Gaddafi must face Lockerbie trial: Acquitted man
A man acquitted of the Lockerbie bombing, has said Muammar Gaddafi should be tried in court.
London: A man acquitted of the Lockerbie bombing, in which 270 people were killed, has said Libyan leader Muammar Gaddafi should be tried in court over whether he ordered the 1988 attack.
Al Amin Khalifa Fhimah was cleared of mass murder for the bombing of the Pan Am flight 103 over Lockerbie in January 2001, which killed all 259 people on board and 11 people on the ground.
At the trial in the Netherlands, Abdelbaset Ali Mohmed al-Megrahi was found guilty and ordered to serve a minimum of 27 years. He was released in 2009 on compassionate grounds.

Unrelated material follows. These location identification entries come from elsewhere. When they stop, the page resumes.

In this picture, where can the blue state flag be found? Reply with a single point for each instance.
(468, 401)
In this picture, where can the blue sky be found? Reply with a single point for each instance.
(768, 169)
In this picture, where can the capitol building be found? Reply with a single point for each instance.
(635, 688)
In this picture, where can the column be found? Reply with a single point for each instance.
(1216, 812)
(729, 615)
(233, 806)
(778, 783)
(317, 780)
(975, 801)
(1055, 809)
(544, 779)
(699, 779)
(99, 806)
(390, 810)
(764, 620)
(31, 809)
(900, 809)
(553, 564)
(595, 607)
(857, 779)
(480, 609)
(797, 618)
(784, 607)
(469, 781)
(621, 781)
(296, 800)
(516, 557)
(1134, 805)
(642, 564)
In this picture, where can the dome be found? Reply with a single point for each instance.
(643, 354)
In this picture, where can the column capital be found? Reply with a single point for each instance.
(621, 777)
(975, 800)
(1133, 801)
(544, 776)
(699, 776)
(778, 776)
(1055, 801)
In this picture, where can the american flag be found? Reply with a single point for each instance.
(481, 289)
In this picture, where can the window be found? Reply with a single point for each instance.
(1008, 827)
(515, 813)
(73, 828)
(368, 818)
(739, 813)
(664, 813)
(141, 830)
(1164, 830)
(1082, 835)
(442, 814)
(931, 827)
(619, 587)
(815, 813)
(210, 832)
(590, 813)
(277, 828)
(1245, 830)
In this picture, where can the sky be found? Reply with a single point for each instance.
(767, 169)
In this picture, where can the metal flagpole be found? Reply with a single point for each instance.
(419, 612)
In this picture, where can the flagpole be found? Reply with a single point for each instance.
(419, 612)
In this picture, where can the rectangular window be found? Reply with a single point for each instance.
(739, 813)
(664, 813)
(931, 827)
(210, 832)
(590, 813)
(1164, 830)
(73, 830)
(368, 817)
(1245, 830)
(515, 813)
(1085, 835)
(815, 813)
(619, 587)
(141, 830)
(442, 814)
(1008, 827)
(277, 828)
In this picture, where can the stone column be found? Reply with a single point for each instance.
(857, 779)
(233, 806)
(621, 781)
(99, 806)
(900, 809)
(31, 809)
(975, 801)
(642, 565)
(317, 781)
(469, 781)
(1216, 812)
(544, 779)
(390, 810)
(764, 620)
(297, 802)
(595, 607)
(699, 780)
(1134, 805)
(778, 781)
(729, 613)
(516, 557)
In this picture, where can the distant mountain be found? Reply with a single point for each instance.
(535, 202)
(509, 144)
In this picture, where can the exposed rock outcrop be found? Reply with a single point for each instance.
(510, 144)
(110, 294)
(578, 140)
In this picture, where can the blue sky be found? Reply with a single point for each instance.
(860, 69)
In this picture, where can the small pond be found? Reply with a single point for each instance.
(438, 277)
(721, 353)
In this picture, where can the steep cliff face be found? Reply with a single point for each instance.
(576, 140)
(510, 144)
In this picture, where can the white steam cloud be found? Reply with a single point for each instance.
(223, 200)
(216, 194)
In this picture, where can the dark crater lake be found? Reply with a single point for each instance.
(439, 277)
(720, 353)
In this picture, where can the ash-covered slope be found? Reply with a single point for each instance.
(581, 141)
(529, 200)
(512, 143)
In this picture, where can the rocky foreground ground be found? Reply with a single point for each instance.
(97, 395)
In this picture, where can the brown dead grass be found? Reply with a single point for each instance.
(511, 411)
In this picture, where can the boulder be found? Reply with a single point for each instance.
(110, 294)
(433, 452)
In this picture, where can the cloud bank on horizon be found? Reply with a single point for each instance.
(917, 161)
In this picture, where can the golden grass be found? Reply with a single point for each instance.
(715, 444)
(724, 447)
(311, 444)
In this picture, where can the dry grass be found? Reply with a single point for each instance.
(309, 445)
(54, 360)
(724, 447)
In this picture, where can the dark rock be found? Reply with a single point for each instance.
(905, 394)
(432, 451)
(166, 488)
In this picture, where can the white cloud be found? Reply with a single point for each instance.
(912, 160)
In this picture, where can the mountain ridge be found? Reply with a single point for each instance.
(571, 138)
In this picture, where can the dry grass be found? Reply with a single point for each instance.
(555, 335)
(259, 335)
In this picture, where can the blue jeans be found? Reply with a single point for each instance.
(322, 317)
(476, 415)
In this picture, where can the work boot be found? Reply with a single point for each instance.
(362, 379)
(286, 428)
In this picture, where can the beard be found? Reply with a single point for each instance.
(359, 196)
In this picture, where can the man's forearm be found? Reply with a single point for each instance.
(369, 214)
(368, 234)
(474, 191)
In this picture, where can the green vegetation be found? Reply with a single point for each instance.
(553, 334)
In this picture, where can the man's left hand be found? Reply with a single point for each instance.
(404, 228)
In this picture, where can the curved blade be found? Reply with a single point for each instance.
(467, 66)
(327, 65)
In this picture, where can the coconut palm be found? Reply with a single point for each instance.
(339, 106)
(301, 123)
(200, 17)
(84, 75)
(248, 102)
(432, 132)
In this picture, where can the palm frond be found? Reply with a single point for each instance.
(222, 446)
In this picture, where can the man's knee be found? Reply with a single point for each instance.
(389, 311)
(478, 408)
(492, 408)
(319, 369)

Fhimah was found not guilty and freed. He returned to Libya to a hero`s welcome and was greeted by Gaddafi, The Independent reported.
Fhimah has said he considers himself one of the victims of the Gaddafi regime.
"I don`t know whether Gaddafi had anything to do with Lockerbie or not. There is a court and he is the one to explain whether he is innocent or not. He has to," Fhimah told Swedish newspaper Expressen at his home in Tripoli.
"I was never a part of the regime. I am an ordinary citizen, who was connected to a crime I had nothing to do with and I don`t know who made that connection."
"I lost my travel agency in Malta. I had a farm that I was forced to sell in order to provide for myself and my family. I haven`t received any compensation from the regime," he said.